A development economist who studies hiring practices through the lens of political structures is the latest addition to the Haas faculty.
Xu earned his doctorate in economics earlier this year from the London School of Economics. While there, he won both the Class Teacher Award in 2017 and the Royal Economic Society Junior Fellowship in 2016. He also holds master’s degrees in both economics and development studies from LSE. Prior to moving to London, Xu earned a BS in Economics at the Humboldt-Universität in Berlin.
Xu has served as a consultant to the Asian Development Bank, the World Bank, and the Bank of England.
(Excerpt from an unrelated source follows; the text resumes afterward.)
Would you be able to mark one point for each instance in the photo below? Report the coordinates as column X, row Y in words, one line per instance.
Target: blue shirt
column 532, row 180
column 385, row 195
A passion for development economics
Xu’s main research interest is development economics, and he says that understanding the organization of the public sector is key to understanding how an economy performs. “I’ve always wanted to understand why one country is rich and another is poor,” he said. Xu’s work explores how hiring and promotion rules in the public sector affect the business environment and economic performance.
For his studies, Xu leverages unique events in history. In his paper The Costs of Patronage: Evidence from the British Empire, he combed through historical personnel records and public finance data from the colonial administration to study “the inner workings of a bureaucracy that controlled close to a fifth of the earth’s land mass at its peak.” The data allowed him to study how promotion rules codified by the British to build their global empire shaped the development of modern states.
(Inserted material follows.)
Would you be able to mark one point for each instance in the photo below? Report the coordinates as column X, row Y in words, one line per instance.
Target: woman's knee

Prof. Ernesto Dal Bó, also of the Business & Public Policy Group, called the amount of data Xu examined “staggering,” and said that the results put him on the map in his field as a rising star. “He had to go and hand-collect from the archives massive amounts of data, reconstructing the empire colony by colony, year by year, finding out who the colonial minister was. He had to reconstruct the histories of all these patronage networks.”
But the careful archival work was only a first step, Dal Bó said. Using his knowledge of the history of the British Empire, Xu’s goal was to develop clever tests that would allow him to prove that the personnel institutions of the Empire played a causal role in individual careers as well as colonial outcomes. “The triple combo of data collection, historical knowledge, and empirical research design allow Guo’s work to push the social science frontier world-wide,” Dal Bó said.
His findings showed that patronage networks may have benefited an elite circle of governors who secured their promotions through their social connection to the colonial minister–but this hurt economic performance as these governors performed adversely; colonies saw their tax collection and investments drop under connected governors.
Dal Bó said the paper’s themes are timely, considering the debate over patronage versus meritocracy in government hiring that persists today. “These issues were important before and now one also perceives a concern. This is now household conversation.”
Xu said he was drawn to Haas for its culture and its strong public policy research, including the groundbreaking work of Dal Bó on political economy and Assoc. Prof. Noam Yuchtman’s expertise in political behavior and the labor market.
He’s recently begun collaborating with Asst. Prof. Raúl Sánchez de la Sierra on a project about talent retention in developing countries.
Xu said he’s looking forward to teaching. “It’s a good way to stay up to date and to see yourself developing over time,” he said. “You have to think things through in order to teach them, through the whole experience of preparing and interacting with students.”